In the later case of Kusah v. McCorkle, 100 Wn. 318, 170 P. 1023, the rule was recognized and a new trial granted on the ground of an excessive verdict, this court holding that passion and prejudice on the part of the jury were necessarily inferred from the verdict rendered and the vagaries of the jury indicated by matters preliminary thereto.
In considering a somewhat similar problem, Judge Glenn, of the United States district court for the eastern district of South Carolina, in his opinion rendered in the case of Hutchings v. Caledonian Ins. Co., 52 F.2d 744, said:
"Many arguments as to the elements which should be taken into consideration in fixing the exact amount to be allowed as the recovery are stressed by plaintiffs and defendant alike. Many of these arguments are in the nature of cross-currents, and would lead us into the realm of speculation and sophistry. We are faced here with the practical matter of doing justice between the parties and not with a problem in sophistry."
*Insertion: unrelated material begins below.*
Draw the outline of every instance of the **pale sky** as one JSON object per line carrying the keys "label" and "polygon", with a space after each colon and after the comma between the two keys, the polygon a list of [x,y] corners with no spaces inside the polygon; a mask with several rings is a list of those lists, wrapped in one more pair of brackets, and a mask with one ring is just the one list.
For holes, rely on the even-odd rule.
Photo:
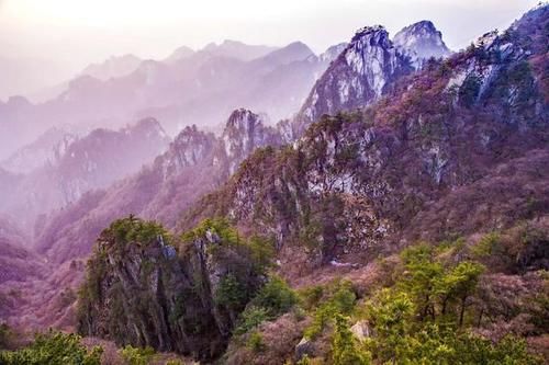
{"label": "pale sky", "polygon": [[[505,28],[538,0],[0,0],[0,57],[41,58],[75,72],[110,55],[164,58],[175,48],[238,39],[313,50],[365,25],[391,34],[428,19],[452,49]],[[1,70],[0,70],[1,72]],[[1,73],[0,73],[1,75]]]}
Of course, in the case cited, the learned judge was sitting as trier of the facts, but his language is applicable to the situation here presented.
In this connection, we also give due consideration to the fact that the trial court denied appellants' motion for a new trial.
The judgments appealed from are accordingly reversed, with instructions to the trial court to grant new trials.
TOLMAN, C.J., HOLCOMB, MILLARD, and MAIN, JJ., concur.